Asked recently if the village setting was unique, the Vatican’s Cardinal Semeraro said that he had participated in other beatification ceremonies that were not held in cathedrals. He recalled one in Oran, Argentina, that he said “took place literally in the middle of nowhere.”

“You don’t always need the majesty of a great cathedral,” said the Italian cardinal who has led the saints’ dicastery since October 2020.

The beatification Mass will take place outdoors at 10 a.m. local time, preceded by the performance of a play about the Ulma family entitled “Called to Love.” After the Mass, Markowa will be connected with the Vatican for the midday Angelus prayer.

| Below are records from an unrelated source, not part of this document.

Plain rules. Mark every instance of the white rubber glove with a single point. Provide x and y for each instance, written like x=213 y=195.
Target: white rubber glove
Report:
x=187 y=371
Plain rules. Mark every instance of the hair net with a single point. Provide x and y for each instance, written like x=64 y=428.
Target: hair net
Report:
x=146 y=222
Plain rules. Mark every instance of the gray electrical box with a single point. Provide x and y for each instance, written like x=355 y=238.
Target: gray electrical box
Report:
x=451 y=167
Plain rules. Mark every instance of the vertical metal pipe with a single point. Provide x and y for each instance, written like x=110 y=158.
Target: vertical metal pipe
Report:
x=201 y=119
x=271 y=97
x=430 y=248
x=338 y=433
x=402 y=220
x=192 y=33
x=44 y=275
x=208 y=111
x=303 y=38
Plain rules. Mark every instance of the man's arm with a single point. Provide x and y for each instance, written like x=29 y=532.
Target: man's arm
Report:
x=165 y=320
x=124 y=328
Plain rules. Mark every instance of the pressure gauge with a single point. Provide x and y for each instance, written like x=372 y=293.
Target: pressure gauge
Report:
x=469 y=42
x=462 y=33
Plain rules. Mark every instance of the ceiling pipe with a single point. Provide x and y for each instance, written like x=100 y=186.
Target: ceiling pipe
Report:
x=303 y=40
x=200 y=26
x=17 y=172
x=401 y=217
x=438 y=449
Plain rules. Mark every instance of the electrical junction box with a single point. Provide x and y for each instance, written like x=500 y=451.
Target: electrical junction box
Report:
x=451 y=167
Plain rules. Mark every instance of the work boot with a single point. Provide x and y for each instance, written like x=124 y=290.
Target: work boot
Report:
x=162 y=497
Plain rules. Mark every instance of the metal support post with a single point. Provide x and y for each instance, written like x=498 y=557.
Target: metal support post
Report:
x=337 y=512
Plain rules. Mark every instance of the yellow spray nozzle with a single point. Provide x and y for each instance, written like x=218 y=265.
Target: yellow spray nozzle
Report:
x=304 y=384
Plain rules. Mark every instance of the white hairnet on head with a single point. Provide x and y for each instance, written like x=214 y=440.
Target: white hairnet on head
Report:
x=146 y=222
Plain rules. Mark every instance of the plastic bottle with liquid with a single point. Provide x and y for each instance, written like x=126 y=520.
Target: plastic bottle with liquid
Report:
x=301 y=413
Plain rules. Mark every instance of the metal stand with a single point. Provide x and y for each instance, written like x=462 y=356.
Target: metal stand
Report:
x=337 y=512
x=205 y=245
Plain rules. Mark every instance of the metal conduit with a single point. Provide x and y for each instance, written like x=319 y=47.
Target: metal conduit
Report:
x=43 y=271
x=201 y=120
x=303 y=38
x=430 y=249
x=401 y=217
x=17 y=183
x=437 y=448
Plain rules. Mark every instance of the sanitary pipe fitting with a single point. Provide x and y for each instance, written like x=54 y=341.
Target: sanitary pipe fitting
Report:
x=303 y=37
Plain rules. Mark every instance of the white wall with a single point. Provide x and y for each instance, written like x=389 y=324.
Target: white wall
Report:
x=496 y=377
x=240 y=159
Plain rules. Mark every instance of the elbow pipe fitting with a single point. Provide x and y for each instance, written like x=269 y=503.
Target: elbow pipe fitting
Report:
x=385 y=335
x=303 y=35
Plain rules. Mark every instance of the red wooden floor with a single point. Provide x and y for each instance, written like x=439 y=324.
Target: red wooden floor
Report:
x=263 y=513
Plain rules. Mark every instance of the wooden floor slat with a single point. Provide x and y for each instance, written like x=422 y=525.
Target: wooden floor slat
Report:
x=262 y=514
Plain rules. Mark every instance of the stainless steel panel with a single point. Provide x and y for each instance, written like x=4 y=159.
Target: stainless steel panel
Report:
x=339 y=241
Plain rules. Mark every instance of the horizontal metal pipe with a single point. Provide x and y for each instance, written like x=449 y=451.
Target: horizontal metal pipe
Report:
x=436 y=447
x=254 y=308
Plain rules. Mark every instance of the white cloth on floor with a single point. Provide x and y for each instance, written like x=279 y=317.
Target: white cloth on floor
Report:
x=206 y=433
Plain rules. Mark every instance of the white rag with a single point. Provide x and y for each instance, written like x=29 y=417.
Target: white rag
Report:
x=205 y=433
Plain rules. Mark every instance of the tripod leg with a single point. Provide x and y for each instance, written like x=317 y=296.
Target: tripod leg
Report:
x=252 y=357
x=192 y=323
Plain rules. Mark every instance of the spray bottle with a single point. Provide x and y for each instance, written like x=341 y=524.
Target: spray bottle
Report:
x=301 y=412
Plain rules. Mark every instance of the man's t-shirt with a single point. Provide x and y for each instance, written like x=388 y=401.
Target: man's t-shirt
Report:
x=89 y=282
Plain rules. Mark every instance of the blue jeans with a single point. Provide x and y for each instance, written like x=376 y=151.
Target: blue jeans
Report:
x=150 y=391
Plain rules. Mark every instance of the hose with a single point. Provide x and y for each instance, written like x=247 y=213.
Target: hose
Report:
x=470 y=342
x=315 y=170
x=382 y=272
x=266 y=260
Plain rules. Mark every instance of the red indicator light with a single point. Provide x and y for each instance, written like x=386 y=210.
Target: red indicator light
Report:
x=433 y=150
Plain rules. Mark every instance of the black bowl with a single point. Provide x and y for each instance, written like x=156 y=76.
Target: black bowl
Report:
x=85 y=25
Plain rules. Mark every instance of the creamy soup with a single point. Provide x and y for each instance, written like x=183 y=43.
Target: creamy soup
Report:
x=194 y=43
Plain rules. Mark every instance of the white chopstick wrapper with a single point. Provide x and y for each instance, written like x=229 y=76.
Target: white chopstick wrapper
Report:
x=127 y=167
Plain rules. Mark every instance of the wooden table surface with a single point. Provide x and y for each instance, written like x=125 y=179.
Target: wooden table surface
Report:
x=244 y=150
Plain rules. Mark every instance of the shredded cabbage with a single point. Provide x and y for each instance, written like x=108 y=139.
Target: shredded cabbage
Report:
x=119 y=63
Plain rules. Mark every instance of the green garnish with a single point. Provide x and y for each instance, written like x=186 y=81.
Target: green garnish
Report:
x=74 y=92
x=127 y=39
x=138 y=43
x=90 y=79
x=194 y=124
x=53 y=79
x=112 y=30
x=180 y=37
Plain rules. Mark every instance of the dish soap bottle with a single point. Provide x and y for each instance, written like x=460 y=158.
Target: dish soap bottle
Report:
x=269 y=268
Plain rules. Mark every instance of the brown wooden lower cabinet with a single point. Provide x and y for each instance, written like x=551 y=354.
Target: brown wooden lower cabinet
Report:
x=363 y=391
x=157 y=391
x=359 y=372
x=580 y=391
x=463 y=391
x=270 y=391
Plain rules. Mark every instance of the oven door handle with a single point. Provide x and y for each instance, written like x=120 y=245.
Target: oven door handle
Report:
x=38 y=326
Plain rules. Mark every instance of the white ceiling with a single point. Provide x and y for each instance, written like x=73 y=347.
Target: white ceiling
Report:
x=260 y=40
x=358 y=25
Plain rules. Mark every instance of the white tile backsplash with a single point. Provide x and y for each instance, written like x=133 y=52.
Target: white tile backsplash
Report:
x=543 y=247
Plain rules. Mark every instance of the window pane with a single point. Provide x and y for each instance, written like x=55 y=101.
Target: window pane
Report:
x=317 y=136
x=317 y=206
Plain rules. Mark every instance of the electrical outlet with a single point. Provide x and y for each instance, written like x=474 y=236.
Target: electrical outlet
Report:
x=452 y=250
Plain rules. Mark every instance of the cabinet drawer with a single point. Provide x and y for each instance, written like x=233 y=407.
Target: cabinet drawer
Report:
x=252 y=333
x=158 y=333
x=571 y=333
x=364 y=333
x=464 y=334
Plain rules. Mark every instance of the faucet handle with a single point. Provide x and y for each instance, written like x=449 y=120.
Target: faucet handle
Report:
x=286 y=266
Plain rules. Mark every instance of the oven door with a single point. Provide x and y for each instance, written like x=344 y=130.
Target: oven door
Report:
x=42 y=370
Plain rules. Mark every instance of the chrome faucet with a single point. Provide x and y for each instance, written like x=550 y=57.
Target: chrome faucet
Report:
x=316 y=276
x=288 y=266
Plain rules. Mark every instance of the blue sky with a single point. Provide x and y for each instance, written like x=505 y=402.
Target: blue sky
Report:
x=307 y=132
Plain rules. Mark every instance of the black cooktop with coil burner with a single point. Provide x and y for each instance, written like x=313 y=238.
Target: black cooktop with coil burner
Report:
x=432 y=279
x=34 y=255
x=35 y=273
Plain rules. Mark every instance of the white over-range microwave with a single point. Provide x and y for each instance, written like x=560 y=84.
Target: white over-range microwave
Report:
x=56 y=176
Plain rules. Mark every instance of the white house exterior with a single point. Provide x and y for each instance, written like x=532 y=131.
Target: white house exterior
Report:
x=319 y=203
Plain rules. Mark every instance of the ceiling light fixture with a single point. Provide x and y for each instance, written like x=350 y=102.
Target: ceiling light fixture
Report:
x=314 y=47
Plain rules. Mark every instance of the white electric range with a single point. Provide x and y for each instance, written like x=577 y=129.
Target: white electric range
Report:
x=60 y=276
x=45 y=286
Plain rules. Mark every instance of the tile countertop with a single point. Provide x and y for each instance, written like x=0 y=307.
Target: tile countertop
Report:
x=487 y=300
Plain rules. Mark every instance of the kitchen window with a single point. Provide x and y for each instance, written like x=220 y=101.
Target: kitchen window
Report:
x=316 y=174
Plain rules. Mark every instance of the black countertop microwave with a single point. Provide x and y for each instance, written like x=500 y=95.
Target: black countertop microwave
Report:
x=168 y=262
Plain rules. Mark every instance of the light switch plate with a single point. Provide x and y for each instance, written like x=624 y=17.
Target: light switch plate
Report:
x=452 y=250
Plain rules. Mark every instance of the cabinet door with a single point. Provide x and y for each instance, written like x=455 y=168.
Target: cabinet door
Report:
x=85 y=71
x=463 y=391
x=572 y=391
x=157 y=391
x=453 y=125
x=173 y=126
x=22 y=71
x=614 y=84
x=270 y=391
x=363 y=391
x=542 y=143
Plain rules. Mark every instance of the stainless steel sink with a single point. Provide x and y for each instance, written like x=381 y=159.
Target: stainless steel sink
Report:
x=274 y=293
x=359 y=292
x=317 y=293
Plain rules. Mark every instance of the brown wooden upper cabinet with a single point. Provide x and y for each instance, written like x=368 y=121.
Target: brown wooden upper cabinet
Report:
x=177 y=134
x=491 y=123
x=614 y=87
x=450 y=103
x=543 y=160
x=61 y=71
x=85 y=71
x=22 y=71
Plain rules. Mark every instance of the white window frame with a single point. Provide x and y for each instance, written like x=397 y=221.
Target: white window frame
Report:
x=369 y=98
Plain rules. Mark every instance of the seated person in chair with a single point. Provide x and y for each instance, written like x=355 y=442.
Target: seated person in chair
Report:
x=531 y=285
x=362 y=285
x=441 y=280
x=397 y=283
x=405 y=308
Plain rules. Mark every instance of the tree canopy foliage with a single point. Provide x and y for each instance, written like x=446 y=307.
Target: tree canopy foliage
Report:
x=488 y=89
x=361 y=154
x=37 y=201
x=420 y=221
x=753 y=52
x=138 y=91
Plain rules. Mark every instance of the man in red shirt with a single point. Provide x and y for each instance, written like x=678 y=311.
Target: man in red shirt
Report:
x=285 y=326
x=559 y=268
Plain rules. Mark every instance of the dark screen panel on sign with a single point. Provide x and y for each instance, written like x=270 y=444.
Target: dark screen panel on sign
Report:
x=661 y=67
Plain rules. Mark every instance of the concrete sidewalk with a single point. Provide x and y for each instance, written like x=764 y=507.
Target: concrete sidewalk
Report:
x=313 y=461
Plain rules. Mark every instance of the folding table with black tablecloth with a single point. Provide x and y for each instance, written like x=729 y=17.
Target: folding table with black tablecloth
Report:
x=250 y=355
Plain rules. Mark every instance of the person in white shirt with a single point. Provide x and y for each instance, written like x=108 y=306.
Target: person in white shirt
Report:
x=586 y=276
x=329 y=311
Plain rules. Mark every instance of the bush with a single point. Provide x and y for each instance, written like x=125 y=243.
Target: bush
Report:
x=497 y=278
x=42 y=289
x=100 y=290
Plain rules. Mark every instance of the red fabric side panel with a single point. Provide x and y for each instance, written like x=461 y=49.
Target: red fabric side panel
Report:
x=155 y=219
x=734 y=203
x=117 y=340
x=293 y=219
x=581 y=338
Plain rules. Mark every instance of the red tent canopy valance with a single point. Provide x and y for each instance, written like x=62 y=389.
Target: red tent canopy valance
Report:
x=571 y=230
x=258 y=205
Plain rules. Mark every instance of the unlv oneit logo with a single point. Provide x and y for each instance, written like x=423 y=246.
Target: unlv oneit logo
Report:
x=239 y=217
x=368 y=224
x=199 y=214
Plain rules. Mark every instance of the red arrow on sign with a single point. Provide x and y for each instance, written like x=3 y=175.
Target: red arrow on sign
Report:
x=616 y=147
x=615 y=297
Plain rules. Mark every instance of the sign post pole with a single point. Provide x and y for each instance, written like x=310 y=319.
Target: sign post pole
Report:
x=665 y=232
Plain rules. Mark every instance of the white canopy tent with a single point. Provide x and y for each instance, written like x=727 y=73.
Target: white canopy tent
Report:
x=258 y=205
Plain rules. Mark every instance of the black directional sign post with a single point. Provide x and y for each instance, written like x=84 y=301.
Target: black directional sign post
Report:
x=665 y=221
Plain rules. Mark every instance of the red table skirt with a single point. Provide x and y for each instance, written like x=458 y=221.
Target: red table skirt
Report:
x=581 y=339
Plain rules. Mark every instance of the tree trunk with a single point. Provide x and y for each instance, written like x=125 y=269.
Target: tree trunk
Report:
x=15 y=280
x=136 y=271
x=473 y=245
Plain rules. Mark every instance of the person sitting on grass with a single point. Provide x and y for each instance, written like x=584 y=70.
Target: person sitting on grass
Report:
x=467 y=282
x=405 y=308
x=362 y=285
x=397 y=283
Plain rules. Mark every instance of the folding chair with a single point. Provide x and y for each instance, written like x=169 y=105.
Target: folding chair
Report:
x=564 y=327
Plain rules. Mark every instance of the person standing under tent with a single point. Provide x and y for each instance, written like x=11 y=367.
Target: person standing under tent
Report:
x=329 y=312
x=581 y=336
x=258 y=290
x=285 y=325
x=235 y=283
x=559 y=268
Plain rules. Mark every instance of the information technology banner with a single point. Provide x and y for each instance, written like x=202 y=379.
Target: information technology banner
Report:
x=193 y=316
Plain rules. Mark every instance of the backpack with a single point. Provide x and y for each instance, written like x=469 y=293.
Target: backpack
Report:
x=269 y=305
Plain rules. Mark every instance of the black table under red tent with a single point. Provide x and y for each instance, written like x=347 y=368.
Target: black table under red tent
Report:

At 4 p.m., prayers will be said at the cemetery where the Jewish people who were slain before the Ulmas are buried.

A Hebrew book displayed at the Ulma Family Museum in Markowa, Poland. Silar via Wikimedia (CC BY-SA 4.0).

Jewish and Catholic solidarity

It’s rare for the participants in a beatification ceremony to include a rabbi. But the beatification of “the Good Samaritans of Markowa” will be attended by Michael Schudrich, the chief rabbi of Poland.

The chief rabbi’s presence underlines the esteem in which the Ulma family is held by the Jewish community worldwide. 

Józef and Wiktoria Ulma were recognized as Righteous Among the Nations by Yad Vashem on Sept. 13, 1995. The title honors non-Jews who risked their lives to save those of Jews during the Holocaust.

Asked recently why he planned to attend the beatification ceremony, Poland’s chief rabbi said: “The Righteous Among the Nations are the best people in the world. They risked their lives for their Jewish fellow citizens, and some, like the Ulma family, gave their lives for them.” 

“For me, it’s very simple — everything they did should be publicized and due tribute should be paid to them.”

The chief rabbi said he believed that the Church was also sending a message to Catholics through the Ulmas’ beatification. 

“This is a very important step by the Church — to show the faithful how they should act, and not only in times of the Holocaust, not only against anti-Semitism, but in all conditions, for all people, regardless of their origin or nationality — a person has a duty to save others,” he said.

Józef and Wiktoria will not be the first people designated as Righteous Among the Nations to be beatified. Odoardo Focherini, an Italian journalist who was awarded the title in 1969, was beatified in 2013.

In a pastoral letter issued in June, Poland’s bishops highlighted Józef and Wiktoria’s daily commitment to making sacrifices for others and performing deeds of love. 

“The fruit of adopting this lifestyle was the heroic decision to help the doomed Jews. It was not rash, but resulted from reading the Word of God, which shaped their hearts and minds, and thus their attitude toward their neighbor,” the bishops wrote. 

“The Bible was an authentic book of life for them, as evidenced by the highlighted Gospel passages [in their family Bible], especially the parable of the Good Samaritan. The Ulmas, trying to live like Christ, implementing the commandment of love on a daily basis, were ready to give their lives for their neighbors.”

The bishops went on: “Józef and Wiktoria decided to take in eight Jews, despite the threat of the death penalty from the Germans for helping to hide Jews. Three families … took refuge in the attic of their small house. For months, they provided them with a roof over their heads and food, which was quite a challenge during the war.”

“Their self-sacrificing attitude had its tragic finale on March 24, 1944. That’s when the Nazi Germans burst into their home and cruelly executed the hiding Jews, and then Józef and Victoria were murdered in front of the children. The tragedy was completed by the killing of the children.” 

“Józef and Wiktoria Ulma, being absolutely aware of the risks, sacrificed their lives to save Jews in need. Their heroic attitude is a testimony that love is stronger than death.”